By doing its own Spark distribution embedded inside its Cloudera Enterprise, the company is by no means putting itself in contention with Databricks, according to Olson. Cloudera is a big funder for the AMPLab and supported the research of Matei Zaharia, who created Spark and is the founder and CTO at Databricks. Olson says that Databricks is focused on developers and data analysts whose applications will run predominantly as a service on the cloud, while Cloudera will focus on enterprise customers wanting to deploy Hadoop/Spark stacks of their own. (Not that Cloudera’s Hadoop stack is not also used on public clouds.) The two companies will collaborate to extend Spark, and have a “long lived and deep” relationship.
None of this means that Cloudera will stop supporting MapReduce, of course. But it does mean that committers working at Cloudera are working to get Hive, Mahout, and Solr, which are MapReduce tools for data warehousing, machine learning, and search, as well as Pig and Crunch, which are used to create MapReduce routines, to run atop the Spark framework. When it comes to running SQL routines on top of data stored in HDFS, Olson says that its Impala query engine is “hands down the fastest SQL” and that Spark SQL cannot even come close to it in terms of raw performance, although it is useful for a smattering of SQL in applications or during development.
According to Databricks, as of the beginning of 2015, there were over 500 organizations running Spark in production today. Olson tells The Next Platform that the company has over 200 of its Cloudera Enterprise customers running Spark today, that it had a base of 500 Hadoop users as of the beginning of this year pushing $100 million in revenues, and that the business is doubling in terms of revenues and customers year-on-year.
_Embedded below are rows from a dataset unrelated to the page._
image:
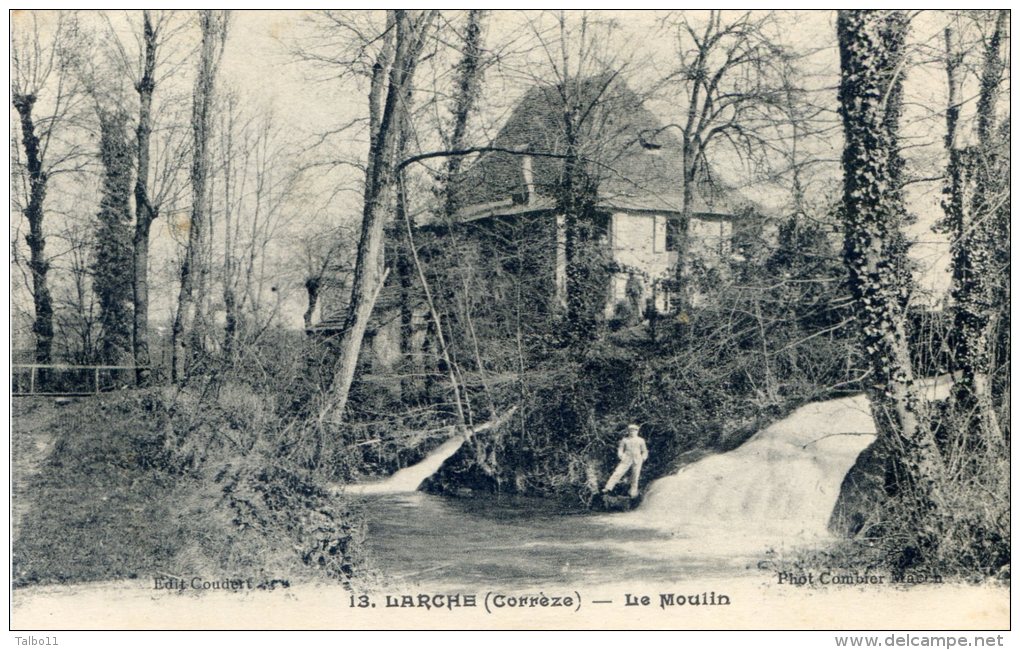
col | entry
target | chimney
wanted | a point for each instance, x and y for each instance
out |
(528, 179)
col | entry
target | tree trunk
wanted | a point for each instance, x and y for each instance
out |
(871, 47)
(113, 261)
(409, 31)
(188, 323)
(144, 210)
(971, 194)
(42, 327)
(468, 84)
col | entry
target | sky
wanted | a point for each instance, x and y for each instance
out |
(260, 64)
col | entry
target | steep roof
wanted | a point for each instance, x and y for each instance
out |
(636, 163)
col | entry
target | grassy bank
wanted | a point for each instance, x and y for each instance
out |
(161, 483)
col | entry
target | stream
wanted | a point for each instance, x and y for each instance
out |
(719, 516)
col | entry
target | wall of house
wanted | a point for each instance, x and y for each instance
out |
(710, 240)
(639, 246)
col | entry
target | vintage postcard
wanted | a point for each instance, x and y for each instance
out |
(511, 319)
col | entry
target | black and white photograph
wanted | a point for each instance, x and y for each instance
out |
(494, 318)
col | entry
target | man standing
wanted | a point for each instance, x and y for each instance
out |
(632, 452)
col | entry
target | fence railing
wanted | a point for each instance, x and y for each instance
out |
(61, 380)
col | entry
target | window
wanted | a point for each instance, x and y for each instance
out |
(673, 235)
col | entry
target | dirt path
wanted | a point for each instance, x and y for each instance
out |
(32, 437)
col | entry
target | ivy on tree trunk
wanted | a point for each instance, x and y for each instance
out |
(872, 58)
(42, 327)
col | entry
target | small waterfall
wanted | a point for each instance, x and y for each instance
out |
(782, 483)
(408, 479)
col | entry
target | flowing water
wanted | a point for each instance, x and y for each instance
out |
(717, 516)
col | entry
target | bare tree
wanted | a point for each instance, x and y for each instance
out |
(39, 67)
(190, 318)
(730, 90)
(973, 197)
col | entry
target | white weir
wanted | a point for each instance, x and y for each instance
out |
(781, 484)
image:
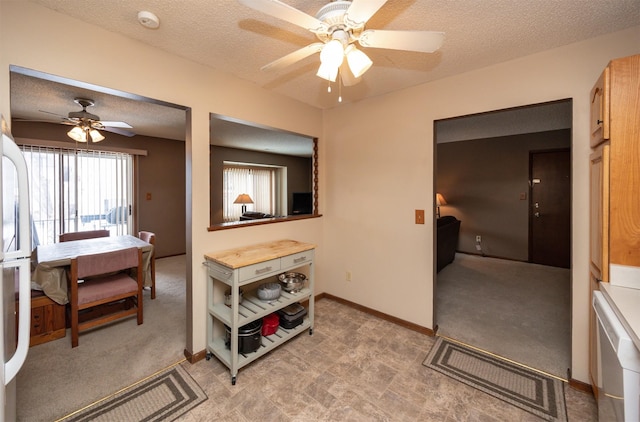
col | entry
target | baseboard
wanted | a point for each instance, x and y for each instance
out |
(582, 386)
(195, 357)
(381, 315)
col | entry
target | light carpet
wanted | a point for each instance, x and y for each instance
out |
(163, 397)
(529, 390)
(516, 310)
(57, 380)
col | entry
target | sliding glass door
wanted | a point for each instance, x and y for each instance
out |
(78, 190)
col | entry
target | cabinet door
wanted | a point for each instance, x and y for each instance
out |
(599, 212)
(599, 120)
(593, 339)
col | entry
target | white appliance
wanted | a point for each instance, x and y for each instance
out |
(15, 262)
(618, 367)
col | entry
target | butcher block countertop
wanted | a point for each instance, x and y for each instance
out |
(253, 254)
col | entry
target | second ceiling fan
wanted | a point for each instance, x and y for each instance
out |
(339, 25)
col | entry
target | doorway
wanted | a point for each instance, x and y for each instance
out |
(482, 168)
(550, 208)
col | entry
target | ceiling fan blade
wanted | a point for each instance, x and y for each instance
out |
(55, 114)
(116, 124)
(422, 41)
(117, 130)
(361, 11)
(287, 13)
(348, 79)
(296, 56)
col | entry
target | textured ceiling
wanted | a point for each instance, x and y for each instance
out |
(228, 36)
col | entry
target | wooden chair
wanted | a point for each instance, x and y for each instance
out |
(106, 281)
(150, 237)
(65, 237)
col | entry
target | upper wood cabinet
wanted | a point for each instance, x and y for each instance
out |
(599, 121)
(615, 121)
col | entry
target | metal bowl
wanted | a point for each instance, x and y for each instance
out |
(292, 282)
(269, 291)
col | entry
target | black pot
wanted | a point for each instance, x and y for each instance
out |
(249, 337)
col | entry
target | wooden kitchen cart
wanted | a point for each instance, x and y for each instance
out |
(247, 268)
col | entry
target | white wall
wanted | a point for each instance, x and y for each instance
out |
(40, 39)
(380, 159)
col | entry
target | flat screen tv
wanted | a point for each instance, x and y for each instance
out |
(302, 203)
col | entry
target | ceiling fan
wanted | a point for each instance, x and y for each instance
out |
(87, 126)
(339, 25)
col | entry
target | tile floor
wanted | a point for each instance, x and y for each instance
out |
(355, 367)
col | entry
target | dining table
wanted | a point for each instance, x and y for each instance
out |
(52, 262)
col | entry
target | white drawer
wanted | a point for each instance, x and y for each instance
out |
(261, 269)
(297, 259)
(219, 272)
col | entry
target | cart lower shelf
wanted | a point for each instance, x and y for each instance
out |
(217, 347)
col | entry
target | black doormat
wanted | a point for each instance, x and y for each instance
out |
(529, 390)
(164, 396)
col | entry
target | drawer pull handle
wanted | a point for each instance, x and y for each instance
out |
(226, 273)
(263, 270)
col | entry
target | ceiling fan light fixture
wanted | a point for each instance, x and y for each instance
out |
(95, 135)
(77, 134)
(332, 53)
(328, 72)
(358, 61)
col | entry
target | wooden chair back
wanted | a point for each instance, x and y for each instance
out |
(150, 237)
(103, 281)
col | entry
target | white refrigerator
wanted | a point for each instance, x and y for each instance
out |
(16, 271)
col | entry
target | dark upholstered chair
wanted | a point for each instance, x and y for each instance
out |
(150, 237)
(65, 237)
(448, 228)
(105, 280)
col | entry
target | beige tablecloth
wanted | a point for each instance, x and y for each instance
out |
(53, 261)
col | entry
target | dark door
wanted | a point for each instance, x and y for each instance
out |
(550, 208)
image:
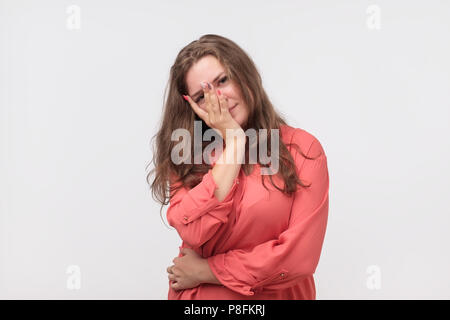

If you do a little math on those numbers, Cloudera should have around 875 customers right now, and that means about a quarter of its installed base is already using Spark. That would be consistent with the Hadoop base at large, which could number around 2,000 installations worldwide. (No one has a precise figure on that.)
The point is, with the ease of use and flexibility of Spark, the rest of the Hadoop stack could be easier to consume as well as providing higher performance for a lot of workloads. This is a bit like the transition from batch processing to online transaction processing back in the 1970s and 1980s in the mainframe era. Batch never went away, but OLTP was the focus. In the end, a lot of the pieces that we think of as Hadoop are being replaced, but the result will probably still be something that we all call Hadoop.